Elini suratıma savurup "Git başımdan." dedi. Eli burnumu delip geçmeseydi başından giderdim. "Lan bi bak burnuma birşey olmuş mu?" diye söylendiğimde elini gözüme sokarcasına uzatıp "Al yüzüğümden bak, ayna gibi ya..." dediğinde elini önümden ittirerek yanından kalktım.
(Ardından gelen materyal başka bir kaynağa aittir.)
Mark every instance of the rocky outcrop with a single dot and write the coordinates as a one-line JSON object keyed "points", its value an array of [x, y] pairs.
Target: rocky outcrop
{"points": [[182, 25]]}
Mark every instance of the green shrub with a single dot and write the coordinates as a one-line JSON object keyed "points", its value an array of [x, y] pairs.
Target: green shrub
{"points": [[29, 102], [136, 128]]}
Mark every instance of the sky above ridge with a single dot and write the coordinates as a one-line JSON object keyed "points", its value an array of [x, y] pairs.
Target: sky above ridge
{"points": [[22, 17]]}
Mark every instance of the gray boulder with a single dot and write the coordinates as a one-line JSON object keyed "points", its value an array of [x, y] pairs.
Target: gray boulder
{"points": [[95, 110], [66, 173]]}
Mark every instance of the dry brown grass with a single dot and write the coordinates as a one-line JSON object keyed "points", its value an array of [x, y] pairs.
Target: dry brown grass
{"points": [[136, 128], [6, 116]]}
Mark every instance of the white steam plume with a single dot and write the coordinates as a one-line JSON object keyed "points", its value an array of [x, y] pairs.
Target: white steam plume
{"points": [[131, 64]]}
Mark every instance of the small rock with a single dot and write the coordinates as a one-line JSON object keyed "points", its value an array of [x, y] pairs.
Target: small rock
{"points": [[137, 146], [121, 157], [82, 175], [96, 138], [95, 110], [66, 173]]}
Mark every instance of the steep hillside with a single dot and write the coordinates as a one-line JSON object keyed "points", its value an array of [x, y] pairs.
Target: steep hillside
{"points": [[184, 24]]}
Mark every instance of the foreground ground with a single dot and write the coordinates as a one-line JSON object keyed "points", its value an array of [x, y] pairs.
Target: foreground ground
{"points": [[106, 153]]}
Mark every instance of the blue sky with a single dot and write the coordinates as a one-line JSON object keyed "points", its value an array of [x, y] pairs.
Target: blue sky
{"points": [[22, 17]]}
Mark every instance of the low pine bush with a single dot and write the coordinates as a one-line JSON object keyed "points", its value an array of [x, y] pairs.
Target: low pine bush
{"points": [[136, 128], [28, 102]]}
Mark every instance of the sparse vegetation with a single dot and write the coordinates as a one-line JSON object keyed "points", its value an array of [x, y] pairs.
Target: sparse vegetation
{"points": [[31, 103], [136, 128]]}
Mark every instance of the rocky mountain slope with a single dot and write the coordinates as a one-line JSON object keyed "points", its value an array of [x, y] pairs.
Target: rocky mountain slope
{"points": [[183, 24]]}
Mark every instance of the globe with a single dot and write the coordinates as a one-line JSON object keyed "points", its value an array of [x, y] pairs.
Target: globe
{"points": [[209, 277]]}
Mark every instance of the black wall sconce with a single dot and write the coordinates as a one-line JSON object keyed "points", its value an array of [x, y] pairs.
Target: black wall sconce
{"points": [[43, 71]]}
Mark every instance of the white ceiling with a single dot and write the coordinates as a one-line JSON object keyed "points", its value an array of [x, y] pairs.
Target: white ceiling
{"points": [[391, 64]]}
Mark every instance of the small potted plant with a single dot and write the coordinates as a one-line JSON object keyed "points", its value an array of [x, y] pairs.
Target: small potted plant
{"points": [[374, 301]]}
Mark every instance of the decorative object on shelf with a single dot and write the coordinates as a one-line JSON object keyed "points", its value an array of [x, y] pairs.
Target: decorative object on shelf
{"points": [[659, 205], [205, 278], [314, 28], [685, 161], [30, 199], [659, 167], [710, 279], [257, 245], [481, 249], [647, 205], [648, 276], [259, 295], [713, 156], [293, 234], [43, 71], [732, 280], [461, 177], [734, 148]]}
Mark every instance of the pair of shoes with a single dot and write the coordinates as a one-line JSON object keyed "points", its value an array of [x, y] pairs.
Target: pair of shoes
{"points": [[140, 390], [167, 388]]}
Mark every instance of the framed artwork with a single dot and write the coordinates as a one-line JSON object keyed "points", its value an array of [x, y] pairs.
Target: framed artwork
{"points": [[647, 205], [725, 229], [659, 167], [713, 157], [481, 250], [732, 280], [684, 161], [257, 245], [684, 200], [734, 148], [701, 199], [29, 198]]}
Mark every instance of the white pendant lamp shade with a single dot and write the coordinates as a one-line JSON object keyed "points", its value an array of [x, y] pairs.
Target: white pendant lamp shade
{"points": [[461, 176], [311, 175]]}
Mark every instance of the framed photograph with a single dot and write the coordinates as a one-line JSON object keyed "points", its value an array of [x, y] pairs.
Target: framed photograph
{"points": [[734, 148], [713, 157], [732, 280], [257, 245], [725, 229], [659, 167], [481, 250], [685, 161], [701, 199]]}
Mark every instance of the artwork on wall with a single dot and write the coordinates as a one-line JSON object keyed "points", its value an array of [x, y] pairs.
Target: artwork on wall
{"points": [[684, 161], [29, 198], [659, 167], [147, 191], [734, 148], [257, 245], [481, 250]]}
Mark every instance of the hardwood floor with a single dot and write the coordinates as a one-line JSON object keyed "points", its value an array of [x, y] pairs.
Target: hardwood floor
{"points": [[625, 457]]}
"Ben yan tarafa geçiyorum."

"Ne halin varsa gör." oflayarak evden çıkıp sözde karşı komşularımızın kapısını çaldım. Cem açtığında göz kırpıp içeri gir işareti yaptı. "Barış nerede?" diye sessiz bir şekilde sordum. "Uyuyor, malzemeler hazır. Başlayalım istersen?" kafamı olumlu anlamda sallayarak bilgisayarın başına oturan Cem'in yanına geçtim.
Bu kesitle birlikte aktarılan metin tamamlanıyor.